Here, I think the confidence band is critical to include because it demonstrates that the regression line is NOT statistically declining.^{7} Obviously, there is mortality in this population, so this indicates data issues.

^{7} This was also apparent by the “large” p-value for the slope in the `summary(cc1)`

results above.

A major assumption of catch curve analysis is that recruitment is constant, which it clearly is not here. The most glaring evidence of this is the complete lack of age-2 fish. I don’t know if the age-2 fish should be considered as an observed zero (i.e., that age-class is actually very low) or if there is a sampling issue (i.e., was the gear highly selective; here is some evidence for that in the length frequency histogram in their Figure 2 and in this post.)

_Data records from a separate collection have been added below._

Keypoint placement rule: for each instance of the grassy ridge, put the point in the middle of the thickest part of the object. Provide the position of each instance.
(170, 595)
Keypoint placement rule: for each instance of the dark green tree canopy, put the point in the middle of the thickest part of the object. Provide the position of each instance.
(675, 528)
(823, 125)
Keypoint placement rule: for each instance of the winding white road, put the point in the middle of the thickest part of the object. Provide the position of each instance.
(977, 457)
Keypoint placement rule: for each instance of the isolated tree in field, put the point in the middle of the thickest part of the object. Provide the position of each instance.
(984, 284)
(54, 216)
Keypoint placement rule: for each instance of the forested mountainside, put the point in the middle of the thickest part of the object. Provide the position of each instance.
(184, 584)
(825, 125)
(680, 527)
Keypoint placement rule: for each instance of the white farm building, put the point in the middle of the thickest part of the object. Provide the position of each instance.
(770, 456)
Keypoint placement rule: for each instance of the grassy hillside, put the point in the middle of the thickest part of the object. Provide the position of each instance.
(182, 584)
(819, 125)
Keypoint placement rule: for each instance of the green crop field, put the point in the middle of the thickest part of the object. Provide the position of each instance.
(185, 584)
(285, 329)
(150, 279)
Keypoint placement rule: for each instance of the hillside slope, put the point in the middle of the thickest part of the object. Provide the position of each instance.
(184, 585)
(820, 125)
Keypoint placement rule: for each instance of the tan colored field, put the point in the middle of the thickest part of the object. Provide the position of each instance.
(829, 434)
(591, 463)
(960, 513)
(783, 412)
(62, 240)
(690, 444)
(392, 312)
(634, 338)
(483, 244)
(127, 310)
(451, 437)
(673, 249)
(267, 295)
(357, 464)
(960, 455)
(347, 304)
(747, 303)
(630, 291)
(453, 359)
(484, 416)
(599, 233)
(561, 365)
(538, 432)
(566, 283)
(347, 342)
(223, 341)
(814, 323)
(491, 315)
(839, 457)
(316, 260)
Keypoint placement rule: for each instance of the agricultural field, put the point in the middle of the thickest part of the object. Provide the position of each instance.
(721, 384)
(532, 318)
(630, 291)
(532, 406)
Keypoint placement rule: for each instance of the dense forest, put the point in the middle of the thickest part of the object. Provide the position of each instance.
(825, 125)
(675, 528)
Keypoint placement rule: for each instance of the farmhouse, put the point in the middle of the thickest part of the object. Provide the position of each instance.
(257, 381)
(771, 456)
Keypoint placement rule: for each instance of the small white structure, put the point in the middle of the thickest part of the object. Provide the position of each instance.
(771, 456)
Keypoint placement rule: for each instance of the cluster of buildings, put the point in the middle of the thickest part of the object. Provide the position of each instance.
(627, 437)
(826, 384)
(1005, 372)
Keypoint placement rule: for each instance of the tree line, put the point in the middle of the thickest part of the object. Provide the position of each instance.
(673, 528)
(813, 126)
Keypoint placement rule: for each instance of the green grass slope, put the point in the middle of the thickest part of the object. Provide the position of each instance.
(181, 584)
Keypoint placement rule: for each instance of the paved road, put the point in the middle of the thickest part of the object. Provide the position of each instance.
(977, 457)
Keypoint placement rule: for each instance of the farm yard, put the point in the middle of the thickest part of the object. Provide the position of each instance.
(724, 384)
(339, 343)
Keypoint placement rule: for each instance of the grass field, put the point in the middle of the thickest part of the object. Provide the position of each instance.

It is common to add 1 to “integer” data that has zeroes prior to log-transformation. However, this can be problematic. For example, adding 1 to the catch of age-1 fish is relatively minor (<1% change from 122 to 123), but the same modification is relatively important for the catch of age-7 fish (50% increase from 2 to 3). This can influence mortality estimates. For example, below one was added **only** to the age-2 catch.^{8}

^{8} I am not suggesting that this is the correct thing to do. However, the authors would not have added a 1 if *one* age-2 fish had been captured. Thus, this will demonstrate some level of sensitivity to the data collection and analysis choice.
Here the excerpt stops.